I followed the dog on a path that led from the high ridge down to the river, which was running high but had been fishing well for more than a week. I was struck by the beauty of the place. The upper Knife has the gradient and character of a mountain river, tumbling around boulders and over ledge rock as it flows through a deep ravine lined with towering white and red pines. The river path petered out, so I scrambled back up the ridge to the main trail. There I ran into Duluth angler/conservationist Dave Zentner, who was out for an Easter afternoon hike with his son, Eric.
“We saw a few fish jump the falls,” Dave said, “or we saw the same fish try to jump the falls a few times.”
We parted ways and I continued on. The trail went along the crest of the ravine, forming a divider between the pine-clad river corridor and a recent timber harvest on the high ground. Eventually, I could hear the rumble of the waterfalls ahead. The second falls is less dramatic than many North Shore cataracts, but scenic nonetheless. When I reached the falls, I paused for awhile to admire the view. I didn’t see any steelhead try to leap the barrier while I was there, but it appeared passable with the high flow.

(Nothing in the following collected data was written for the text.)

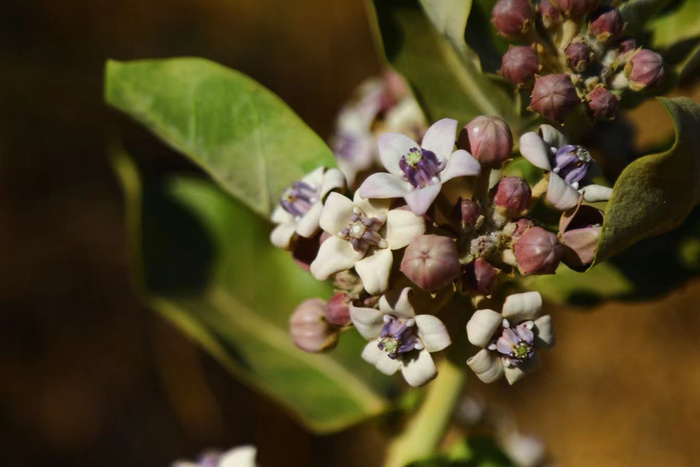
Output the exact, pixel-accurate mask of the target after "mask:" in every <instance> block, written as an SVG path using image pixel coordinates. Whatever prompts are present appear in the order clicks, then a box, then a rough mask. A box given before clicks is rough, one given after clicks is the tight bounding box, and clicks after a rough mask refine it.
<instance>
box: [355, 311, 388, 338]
mask: <svg viewBox="0 0 700 467" xmlns="http://www.w3.org/2000/svg"><path fill="white" fill-rule="evenodd" d="M383 317H384V312H382V311H380V310H377V309H375V308H361V307H356V306H355V305H353V304H352V303H350V319H351V320H352V324H353V325H355V329H357V332H359V333H360V334H361V335H362V337H364V338H365V339H376V338H377V337H379V335H380V334H381V333H382V327H383V326H384V321H383V320H382V318H383Z"/></svg>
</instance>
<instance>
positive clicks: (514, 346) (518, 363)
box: [467, 292, 555, 384]
mask: <svg viewBox="0 0 700 467" xmlns="http://www.w3.org/2000/svg"><path fill="white" fill-rule="evenodd" d="M541 310H542V296H541V295H540V294H539V292H525V293H521V294H515V295H511V296H509V297H508V298H506V301H505V303H504V304H503V311H502V312H501V313H498V312H496V311H493V310H488V309H483V310H477V311H476V312H474V314H473V315H472V317H471V319H470V320H469V322H468V323H467V337H468V338H469V342H471V343H472V344H474V345H476V346H477V347H481V348H482V349H481V350H480V351H479V352H478V353H477V354H476V355H474V356H473V357H471V358H470V359H469V360H467V365H469V367H470V368H471V369H472V370H474V373H476V376H478V377H479V379H480V380H482V381H483V382H485V383H491V382H493V381H496V380H498V379H499V378H501V376H503V375H504V374H505V377H506V379H507V380H508V383H509V384H514V383H515V382H516V381H518V380H519V379H520V378H522V377H523V376H525V375H526V374H527V373H529V372H531V371H533V370H535V369H537V368H538V367H539V366H540V365H541V361H540V359H539V356H538V355H537V353H535V350H536V349H548V348H550V347H552V346H553V345H554V343H555V339H554V333H553V331H552V322H551V318H550V316H549V315H544V316H540V313H541Z"/></svg>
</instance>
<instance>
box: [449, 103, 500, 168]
mask: <svg viewBox="0 0 700 467" xmlns="http://www.w3.org/2000/svg"><path fill="white" fill-rule="evenodd" d="M457 147H458V148H459V149H465V150H467V151H469V152H470V153H471V155H472V156H474V157H475V158H476V159H477V160H478V161H479V163H480V164H481V165H482V166H484V167H489V168H500V167H501V166H502V165H503V163H504V162H505V161H507V160H508V159H509V158H510V153H511V151H512V150H513V134H512V133H511V131H510V127H509V126H508V124H507V123H506V122H505V121H504V120H502V119H501V118H498V117H484V116H480V117H476V118H475V119H474V120H472V121H471V122H469V123H468V124H467V126H465V127H464V128H463V129H462V131H461V132H460V133H459V138H458V140H457Z"/></svg>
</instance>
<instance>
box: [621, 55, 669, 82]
mask: <svg viewBox="0 0 700 467" xmlns="http://www.w3.org/2000/svg"><path fill="white" fill-rule="evenodd" d="M625 75H626V76H627V78H628V79H629V81H630V88H632V90H633V91H641V90H642V89H644V88H646V87H654V86H657V85H658V84H660V83H661V81H662V80H663V79H664V60H663V58H662V57H661V55H659V54H657V53H656V52H654V51H652V50H648V49H640V50H638V51H637V52H635V53H634V55H632V58H630V60H629V61H628V62H627V64H626V65H625Z"/></svg>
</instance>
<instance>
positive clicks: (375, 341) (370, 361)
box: [362, 340, 401, 375]
mask: <svg viewBox="0 0 700 467" xmlns="http://www.w3.org/2000/svg"><path fill="white" fill-rule="evenodd" d="M378 344H379V341H378V340H374V341H372V342H370V343H368V344H367V345H366V346H365V348H364V350H363V351H362V359H363V360H364V361H366V362H367V363H371V364H372V365H374V366H375V367H377V370H379V371H381V372H382V373H384V374H385V375H393V374H394V373H396V372H397V371H399V369H400V368H401V361H400V360H399V359H396V360H394V359H392V358H389V356H388V355H387V353H386V352H384V351H383V350H382V349H380V348H379V346H378Z"/></svg>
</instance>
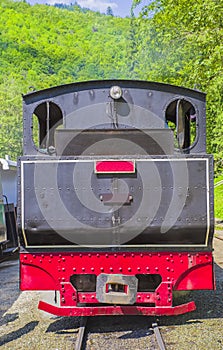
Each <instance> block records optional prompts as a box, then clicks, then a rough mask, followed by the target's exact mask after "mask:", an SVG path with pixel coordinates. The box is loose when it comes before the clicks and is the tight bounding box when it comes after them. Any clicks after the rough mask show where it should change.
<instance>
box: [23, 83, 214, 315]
mask: <svg viewBox="0 0 223 350" xmlns="http://www.w3.org/2000/svg"><path fill="white" fill-rule="evenodd" d="M23 101H24V119H23V122H24V154H23V156H22V157H21V159H20V164H19V168H20V176H19V192H18V193H19V203H18V226H19V234H20V240H21V243H22V249H21V252H20V263H21V289H22V290H51V291H55V298H53V299H52V302H51V303H48V302H45V301H40V304H39V308H40V309H42V310H45V311H48V312H51V313H53V314H56V315H67V316H70V315H77V316H79V315H82V316H88V315H123V314H142V315H175V314H180V313H185V312H188V311H192V310H194V309H195V304H194V302H188V303H186V304H180V305H177V304H176V303H175V300H174V295H175V292H180V291H184V290H197V289H213V288H214V277H213V258H212V239H213V232H214V220H213V217H214V214H213V159H212V156H211V155H208V154H206V119H205V118H206V116H205V94H204V93H202V92H199V91H194V90H190V89H185V88H181V87H176V86H171V85H165V84H160V83H151V82H145V81H130V80H129V81H128V80H110V81H89V82H83V83H74V84H69V85H63V86H58V87H54V88H50V89H46V90H43V91H38V92H32V93H29V94H27V95H25V96H24V97H23Z"/></svg>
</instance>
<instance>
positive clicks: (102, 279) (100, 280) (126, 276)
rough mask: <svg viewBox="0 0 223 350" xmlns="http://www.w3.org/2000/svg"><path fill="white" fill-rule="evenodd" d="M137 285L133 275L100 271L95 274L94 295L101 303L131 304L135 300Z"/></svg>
mask: <svg viewBox="0 0 223 350" xmlns="http://www.w3.org/2000/svg"><path fill="white" fill-rule="evenodd" d="M137 287H138V279H137V278H136V277H135V276H126V275H121V274H105V273H102V274H100V275H98V276H97V284H96V297H97V300H98V301H99V302H101V303H108V304H129V305H132V304H134V303H135V302H136V293H137Z"/></svg>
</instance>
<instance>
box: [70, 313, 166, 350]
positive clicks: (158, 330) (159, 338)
mask: <svg viewBox="0 0 223 350" xmlns="http://www.w3.org/2000/svg"><path fill="white" fill-rule="evenodd" d="M87 321H88V317H82V319H81V323H80V327H79V330H78V335H77V339H76V343H75V347H74V350H83V344H84V339H85V337H86V336H87V332H86V328H87ZM150 331H151V335H154V337H155V340H156V344H157V345H158V348H159V350H166V346H165V343H164V341H163V338H162V335H161V333H160V329H159V327H158V324H157V323H152V326H151V328H150ZM148 349H151V348H148Z"/></svg>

Of course, I was there for just a couple of minutes during the six-week-long spawning run. I started back for the truck well aware that I don’t know the river in the same intimate way as the anglers who fish there every spring. I have no doubt their concerns regarding fish passage are justified. And, having seen the falls in high water, I can understand why DNR bureaucrats would say the present conditions are adequate to allow fish passage.
Still, it is difficult to look at this dispute and not be troubled by the rift between the DNR and the anglers the agency serves. The LSSA has been at the forefront of North Shore fisheries conservation for decades and has invested its own money into the resource for habitat work and steelhead rearing at the DNR’s French River Hatchery. According to the club, its Knife River expenditures over the years total about $750,000.

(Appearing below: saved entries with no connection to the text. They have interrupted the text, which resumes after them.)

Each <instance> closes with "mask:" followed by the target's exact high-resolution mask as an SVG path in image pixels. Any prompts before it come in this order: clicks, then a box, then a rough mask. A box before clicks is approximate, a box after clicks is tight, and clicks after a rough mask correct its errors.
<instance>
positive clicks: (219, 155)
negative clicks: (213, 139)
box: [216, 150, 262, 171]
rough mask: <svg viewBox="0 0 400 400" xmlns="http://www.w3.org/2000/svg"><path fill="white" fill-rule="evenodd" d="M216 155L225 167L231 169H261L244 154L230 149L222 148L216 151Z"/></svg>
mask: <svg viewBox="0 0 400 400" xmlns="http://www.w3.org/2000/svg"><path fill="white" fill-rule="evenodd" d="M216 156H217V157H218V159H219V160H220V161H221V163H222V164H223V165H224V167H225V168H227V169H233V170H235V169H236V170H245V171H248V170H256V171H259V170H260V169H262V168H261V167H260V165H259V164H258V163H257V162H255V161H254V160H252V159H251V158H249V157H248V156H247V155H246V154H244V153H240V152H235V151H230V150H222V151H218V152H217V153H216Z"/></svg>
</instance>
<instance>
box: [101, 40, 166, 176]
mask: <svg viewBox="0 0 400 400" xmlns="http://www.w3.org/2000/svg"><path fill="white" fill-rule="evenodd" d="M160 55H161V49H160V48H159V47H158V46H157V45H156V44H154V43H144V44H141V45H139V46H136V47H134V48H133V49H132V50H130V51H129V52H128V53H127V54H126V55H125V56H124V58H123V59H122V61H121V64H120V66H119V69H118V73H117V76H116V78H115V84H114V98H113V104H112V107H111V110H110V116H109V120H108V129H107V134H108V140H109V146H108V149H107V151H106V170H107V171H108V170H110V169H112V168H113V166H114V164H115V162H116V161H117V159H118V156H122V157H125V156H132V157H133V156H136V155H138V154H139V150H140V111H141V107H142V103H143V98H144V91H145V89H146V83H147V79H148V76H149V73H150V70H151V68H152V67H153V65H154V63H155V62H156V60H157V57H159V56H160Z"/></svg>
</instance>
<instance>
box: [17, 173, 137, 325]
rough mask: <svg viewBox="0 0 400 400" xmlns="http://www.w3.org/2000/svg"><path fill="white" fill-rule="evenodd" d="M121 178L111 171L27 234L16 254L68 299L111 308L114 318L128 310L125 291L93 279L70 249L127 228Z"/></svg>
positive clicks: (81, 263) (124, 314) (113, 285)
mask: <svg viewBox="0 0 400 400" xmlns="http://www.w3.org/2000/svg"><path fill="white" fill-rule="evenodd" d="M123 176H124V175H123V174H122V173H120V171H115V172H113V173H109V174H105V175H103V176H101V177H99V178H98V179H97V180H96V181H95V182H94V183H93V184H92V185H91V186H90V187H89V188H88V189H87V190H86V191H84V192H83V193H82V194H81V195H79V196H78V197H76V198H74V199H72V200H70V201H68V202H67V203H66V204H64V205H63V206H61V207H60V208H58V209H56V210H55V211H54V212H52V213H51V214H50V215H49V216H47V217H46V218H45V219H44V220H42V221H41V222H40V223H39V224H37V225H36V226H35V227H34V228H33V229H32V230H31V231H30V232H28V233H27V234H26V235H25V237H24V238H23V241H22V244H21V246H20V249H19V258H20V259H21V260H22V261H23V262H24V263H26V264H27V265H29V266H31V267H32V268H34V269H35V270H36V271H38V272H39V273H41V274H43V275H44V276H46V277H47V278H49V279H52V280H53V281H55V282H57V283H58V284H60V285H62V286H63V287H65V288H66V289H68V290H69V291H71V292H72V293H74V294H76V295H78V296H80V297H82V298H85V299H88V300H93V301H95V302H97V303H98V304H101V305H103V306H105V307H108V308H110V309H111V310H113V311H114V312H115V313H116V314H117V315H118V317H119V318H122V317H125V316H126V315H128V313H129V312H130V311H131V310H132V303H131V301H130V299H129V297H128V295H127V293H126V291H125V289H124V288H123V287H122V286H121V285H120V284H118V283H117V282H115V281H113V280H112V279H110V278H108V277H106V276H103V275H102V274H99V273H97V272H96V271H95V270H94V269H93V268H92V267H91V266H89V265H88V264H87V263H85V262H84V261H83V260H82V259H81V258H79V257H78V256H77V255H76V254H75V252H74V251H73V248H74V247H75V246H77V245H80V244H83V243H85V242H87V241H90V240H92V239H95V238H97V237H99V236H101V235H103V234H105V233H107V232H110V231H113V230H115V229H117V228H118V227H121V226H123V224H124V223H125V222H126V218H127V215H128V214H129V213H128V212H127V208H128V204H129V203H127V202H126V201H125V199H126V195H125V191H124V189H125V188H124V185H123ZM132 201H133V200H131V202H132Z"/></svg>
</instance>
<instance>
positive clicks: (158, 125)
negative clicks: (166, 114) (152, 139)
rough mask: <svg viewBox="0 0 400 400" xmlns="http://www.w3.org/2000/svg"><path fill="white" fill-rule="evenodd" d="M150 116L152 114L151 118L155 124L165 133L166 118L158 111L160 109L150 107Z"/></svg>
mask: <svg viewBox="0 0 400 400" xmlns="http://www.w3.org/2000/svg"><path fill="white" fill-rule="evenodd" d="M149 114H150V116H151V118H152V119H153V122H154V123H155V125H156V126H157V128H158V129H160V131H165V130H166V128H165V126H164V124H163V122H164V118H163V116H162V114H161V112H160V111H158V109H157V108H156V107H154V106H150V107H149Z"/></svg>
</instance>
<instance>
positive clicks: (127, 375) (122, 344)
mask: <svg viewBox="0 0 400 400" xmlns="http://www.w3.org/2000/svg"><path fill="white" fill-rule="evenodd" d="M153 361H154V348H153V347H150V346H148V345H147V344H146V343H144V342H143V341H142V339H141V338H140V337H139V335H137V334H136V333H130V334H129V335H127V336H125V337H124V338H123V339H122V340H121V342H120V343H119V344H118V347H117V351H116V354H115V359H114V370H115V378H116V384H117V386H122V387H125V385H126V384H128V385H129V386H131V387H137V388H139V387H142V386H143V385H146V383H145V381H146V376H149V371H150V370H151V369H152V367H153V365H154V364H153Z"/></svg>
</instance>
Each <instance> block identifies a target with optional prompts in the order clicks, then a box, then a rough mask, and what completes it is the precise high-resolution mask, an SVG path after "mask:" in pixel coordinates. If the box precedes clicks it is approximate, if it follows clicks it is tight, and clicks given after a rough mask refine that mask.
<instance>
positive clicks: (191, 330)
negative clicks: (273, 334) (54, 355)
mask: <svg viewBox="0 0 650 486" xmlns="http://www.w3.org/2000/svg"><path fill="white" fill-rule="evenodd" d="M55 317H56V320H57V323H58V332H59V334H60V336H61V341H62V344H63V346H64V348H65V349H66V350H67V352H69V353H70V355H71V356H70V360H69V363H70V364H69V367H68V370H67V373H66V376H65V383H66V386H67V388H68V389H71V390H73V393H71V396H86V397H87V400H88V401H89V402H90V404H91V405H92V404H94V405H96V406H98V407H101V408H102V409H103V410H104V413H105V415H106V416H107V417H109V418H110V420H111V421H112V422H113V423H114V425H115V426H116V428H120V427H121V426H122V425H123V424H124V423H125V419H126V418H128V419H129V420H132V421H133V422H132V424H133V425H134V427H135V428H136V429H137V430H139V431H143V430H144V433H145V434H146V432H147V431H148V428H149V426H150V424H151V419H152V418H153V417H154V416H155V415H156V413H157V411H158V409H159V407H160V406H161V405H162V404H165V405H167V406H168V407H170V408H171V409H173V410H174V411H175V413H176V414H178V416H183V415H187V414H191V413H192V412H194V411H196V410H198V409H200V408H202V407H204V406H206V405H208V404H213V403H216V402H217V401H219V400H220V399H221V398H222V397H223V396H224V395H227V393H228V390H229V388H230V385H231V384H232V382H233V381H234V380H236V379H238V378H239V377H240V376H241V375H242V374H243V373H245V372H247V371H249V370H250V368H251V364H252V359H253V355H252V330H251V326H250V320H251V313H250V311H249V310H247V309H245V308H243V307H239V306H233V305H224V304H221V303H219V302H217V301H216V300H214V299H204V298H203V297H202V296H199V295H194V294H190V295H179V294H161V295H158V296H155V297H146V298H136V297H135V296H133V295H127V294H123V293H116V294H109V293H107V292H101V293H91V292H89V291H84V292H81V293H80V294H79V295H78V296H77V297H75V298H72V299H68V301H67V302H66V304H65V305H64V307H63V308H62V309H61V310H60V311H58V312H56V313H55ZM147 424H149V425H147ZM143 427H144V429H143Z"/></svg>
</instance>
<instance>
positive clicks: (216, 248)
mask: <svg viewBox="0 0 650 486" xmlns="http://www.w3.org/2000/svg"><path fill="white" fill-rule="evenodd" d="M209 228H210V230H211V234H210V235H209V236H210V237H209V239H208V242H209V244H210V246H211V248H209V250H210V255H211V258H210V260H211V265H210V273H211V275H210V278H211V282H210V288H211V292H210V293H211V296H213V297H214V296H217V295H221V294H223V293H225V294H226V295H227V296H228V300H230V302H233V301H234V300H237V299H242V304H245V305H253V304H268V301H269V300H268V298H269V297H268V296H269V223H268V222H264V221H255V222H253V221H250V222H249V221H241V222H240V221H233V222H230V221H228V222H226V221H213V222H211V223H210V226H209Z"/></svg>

The DNR is heavily invested in the river as well. The construction of the fish trap at the first falls during the 1990s was almost certainly the most expensive single project ever on a Minnesota trout stream. The daily operation of the trap by fisheries staff is labor intensive. Stocking programs on the Knife, focused on hatchery rearing the progeny of wild steelhead, haven’t been cheap, either.
During the dispute, the LSSA found it necessary to file a Freedom of Information request with the DNR in order to get data from the agency regarding the second falls. When an conservation group is driven to that extreme, something is amiss. The club really isn’t asking for anything more than a replacement of a previous habitat improvement and such projects ought to be routine fisheries work. Moreover, the LSSA is one of the DNR’s few conservation partners on the North Shore. In an era when public/private partnerships are the norm in resource management, a dispute such as this represents a backward step—one that may create a widening ripple of negative consequences for fishing and fish management.

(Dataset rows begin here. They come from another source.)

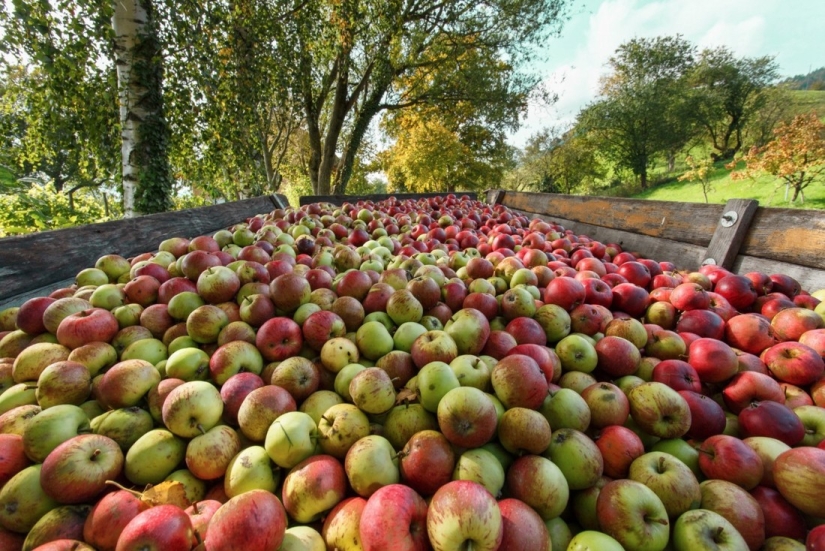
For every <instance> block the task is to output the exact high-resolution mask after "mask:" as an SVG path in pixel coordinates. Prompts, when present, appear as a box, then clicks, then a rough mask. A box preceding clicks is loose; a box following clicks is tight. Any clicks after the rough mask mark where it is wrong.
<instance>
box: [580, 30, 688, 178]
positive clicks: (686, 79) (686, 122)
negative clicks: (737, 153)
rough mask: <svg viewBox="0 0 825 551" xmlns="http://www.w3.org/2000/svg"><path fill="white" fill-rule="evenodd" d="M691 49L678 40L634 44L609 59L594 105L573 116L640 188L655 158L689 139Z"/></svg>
mask: <svg viewBox="0 0 825 551" xmlns="http://www.w3.org/2000/svg"><path fill="white" fill-rule="evenodd" d="M694 52H695V48H694V47H693V46H692V45H691V44H690V43H689V42H687V41H685V40H684V39H683V38H681V37H680V36H675V37H657V38H654V39H633V40H630V41H629V42H626V43H624V44H622V45H621V46H620V47H619V48H618V49H617V50H616V54H615V55H614V56H613V57H611V58H610V62H609V65H610V68H611V69H612V72H611V73H609V74H608V75H606V76H605V77H604V78H603V79H602V88H601V94H600V98H601V99H599V100H598V101H596V102H595V103H592V104H590V105H588V106H587V107H585V108H584V109H583V110H582V111H581V112H580V113H579V117H578V125H579V127H580V131H581V132H582V133H586V134H587V135H588V136H589V139H590V140H592V142H593V143H594V144H595V146H596V147H597V148H598V149H599V150H600V151H601V152H602V153H603V154H604V156H605V157H606V158H608V159H609V160H611V161H613V162H614V163H615V164H616V165H617V167H619V168H620V169H628V170H630V171H631V172H632V173H633V174H634V175H635V176H636V177H637V178H638V179H639V183H640V185H641V187H642V189H645V188H647V171H648V168H649V167H650V165H651V164H652V163H653V162H654V161H655V160H656V159H657V158H668V157H672V156H673V155H675V152H676V151H678V150H680V149H681V148H682V147H684V146H685V145H686V144H687V143H688V141H689V140H690V139H691V137H692V136H693V126H692V124H691V118H690V116H689V114H690V112H691V110H692V105H691V101H690V98H689V95H688V94H687V75H688V73H689V71H690V69H691V67H692V65H693V57H694Z"/></svg>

Currently, the DNR rallying support for fishing and hunting license fee increases to meet an approaching shortfall in the Game and Fish Fund. The LSSA says since the DNR has pronounced the second falls is “good enough” to allow some fish passage, the present license fees are “good enough” to fund the agency. They are unwilling to support a license fee increase. Their position and the situation which brought it about has come to the attention of state conservation leaders and
may give a face to a broader undercurrent of dissatisfaction with the DNR’s fish and wildlife leadership. Thus the ripples widen.